Jimmy Carter (James Earl Carter Jr.), 39th President of the United States, was born October 1, 1924, in the small farming town of Plains, Georgia, and grew up in the nearby community of Archery. He was educated in the public school of Plains, attended Georgia Southwestern College and the Georgia Institute of Technology, and received a Bachelor of Science degree from the United States Naval Academy in 1946, the same year he married Rosalynn Smith, also of Plains. In the Navy, he became a submariner, serving in both the Atlantic and Pacific fleets and rising to the rank of lieutenant.


When his father died in 1953, he resigned his naval commission and returned with Rosalynn and his family to Georgia, running the Carter farms and becoming involved in his county and state—serving in the Georgia Senate for two terms and as Governor from 1971 to 1975.


Jimmy Carter was elected President of the United States on November 2, 1976 and served as President from January 20, 1977, to January 20, 1981. Significant foreign policy accomplishments of his administration included the Panama Canal treaties, the Camp David Accords, the treaty of peace between Egypt and Israel, the SALT II treaty with the Soviet Union, and the establishment of U.S. diplomatic relations with the People's Republic of China. On the domestic side, the administration's achievements included a comprehensive energy program conducted by a new Department of Energy; deregulation in energy, transportation, communications, and finance; major educational programs under a new Department of Education; and major environmental protection legislation, including the Alaska National Interest Lands Conservation Act.


Rosalynn Carter, a graduate of Georgia Southwestern College in 1946, has made a lifelong commitment to address issues affecting women and children. She is an advocate for mental health, caregiving, early childhood immunization, human rights, and conflict resolution. Mrs. Carter emerged as a driving force for mental health in the United States when, during the Carter administration, she became active honorary chair of the President's Commission on Mental Health and led the successful effort to pass the Mental Health Systems Act of 1980.  Today, she serves as President of the Board of Directors of the Rosalynn Carter Institute for Caregiving (RCI) at Georgia Southwestern State University, her alma mater. She served as distinguished centennial lecturer at Agnes Scott College in Decatur, Georgia, from 1988-1992 and is currently a distinguished fellow at the Emory University Department of Women's Studies in Atlanta.

In 1982, in partnership with Emory University, Jimmy and Rosalynn Carter co-founded The Carter Center, a nongovernmental, not-for-profit organization, for which they both continue to provide active leadership. For thirty years, the Center has been guided by “a fundamental commitment to human rights and the alleviation of human suffering; it seeks to prevent and resolve conflicts, enhance freedom and democracy, and improve health” both in the United States and around the world.


The Center has led the fight against Guinea worm disease, reducing the number of cases from an estimated 3.5 million cases in 1986 to 521 as of October 2012.  It is on track to be the first disease since smallpox to be eradicated.
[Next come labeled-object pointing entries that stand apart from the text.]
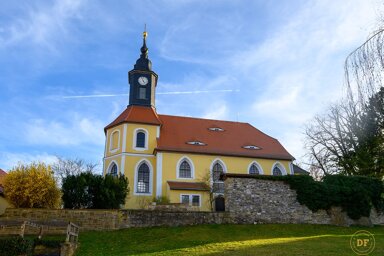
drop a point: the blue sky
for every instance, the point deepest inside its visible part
(282, 62)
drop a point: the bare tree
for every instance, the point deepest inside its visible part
(364, 70)
(338, 141)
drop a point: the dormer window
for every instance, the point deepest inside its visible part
(251, 147)
(197, 143)
(216, 129)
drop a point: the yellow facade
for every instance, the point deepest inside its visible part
(120, 149)
(4, 204)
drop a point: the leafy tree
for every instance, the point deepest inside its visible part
(77, 190)
(32, 186)
(92, 191)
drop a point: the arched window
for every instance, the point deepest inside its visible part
(254, 169)
(140, 140)
(143, 179)
(218, 185)
(113, 170)
(277, 171)
(114, 142)
(185, 170)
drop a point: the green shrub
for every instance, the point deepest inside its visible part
(92, 191)
(355, 194)
(16, 246)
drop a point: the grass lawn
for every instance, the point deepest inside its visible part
(266, 239)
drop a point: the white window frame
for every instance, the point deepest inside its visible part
(280, 166)
(111, 141)
(135, 132)
(190, 199)
(221, 162)
(110, 168)
(189, 160)
(261, 171)
(150, 178)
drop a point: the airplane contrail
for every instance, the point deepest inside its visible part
(160, 93)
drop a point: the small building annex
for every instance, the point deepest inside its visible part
(178, 157)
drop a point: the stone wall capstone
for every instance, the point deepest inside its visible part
(248, 201)
(252, 200)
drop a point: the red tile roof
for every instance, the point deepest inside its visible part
(136, 114)
(177, 131)
(177, 185)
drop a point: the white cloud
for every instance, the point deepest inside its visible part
(10, 160)
(77, 131)
(216, 111)
(43, 25)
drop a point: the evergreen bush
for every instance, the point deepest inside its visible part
(91, 191)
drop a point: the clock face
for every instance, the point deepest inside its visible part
(143, 80)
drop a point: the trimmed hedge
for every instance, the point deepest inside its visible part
(355, 194)
(17, 245)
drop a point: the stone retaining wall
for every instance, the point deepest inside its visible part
(251, 200)
(248, 201)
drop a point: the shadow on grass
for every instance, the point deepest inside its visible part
(221, 239)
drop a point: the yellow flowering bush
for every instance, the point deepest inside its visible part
(32, 186)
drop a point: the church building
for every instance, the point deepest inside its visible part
(182, 158)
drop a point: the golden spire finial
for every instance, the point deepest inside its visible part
(145, 31)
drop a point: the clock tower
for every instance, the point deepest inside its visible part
(142, 80)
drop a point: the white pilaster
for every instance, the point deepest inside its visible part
(124, 138)
(159, 174)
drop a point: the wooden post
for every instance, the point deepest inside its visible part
(23, 229)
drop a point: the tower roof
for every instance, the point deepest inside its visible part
(143, 63)
(136, 114)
The Center also has sent observers to 92 elections in 37 countries to help establish and strengthen democracy, and has taught farming methods that have helped more than 8 million small-scale farmers in 15 African nations to double or triple grain production.


Additionally, the Carters have been active advocates for Habitat for Humanity, joining with legions of other volunteers to helping hundreds of thousands of families in need feel the joy of home ownership. They have carried this commitment further in the Jimmy & Rosalynn Carter Work Project — a campaign that, since 1984, has built and restored homes, as well as raised awareness of the world’s critical need for affordable housing.


Together, Jimmy and Rosalynn Carter have written over 30 books on topics ranging from the state of American politics and democracy, to peace and human rights at home and abroad, to caregiving for those in need both in the family and in the community. For their uncompromising commitment to advancing the dignity of all peoples at home and around the world, they have received countless international awards and commendations, including, for President Carter, the Nobel Prize for Peace in 2002.


Never forgetting their roots, the Carters both have served as deacons in the Maranatha Baptist Church of Plains, Georgia.  In their spare time, they enjoy fly-fishing, bird-watching, and swimming. Most importantly, they enjoy time with their family—three sons, one daughter, nine grandsons, three granddaughters, two great-grandsons, and five great-granddaughters.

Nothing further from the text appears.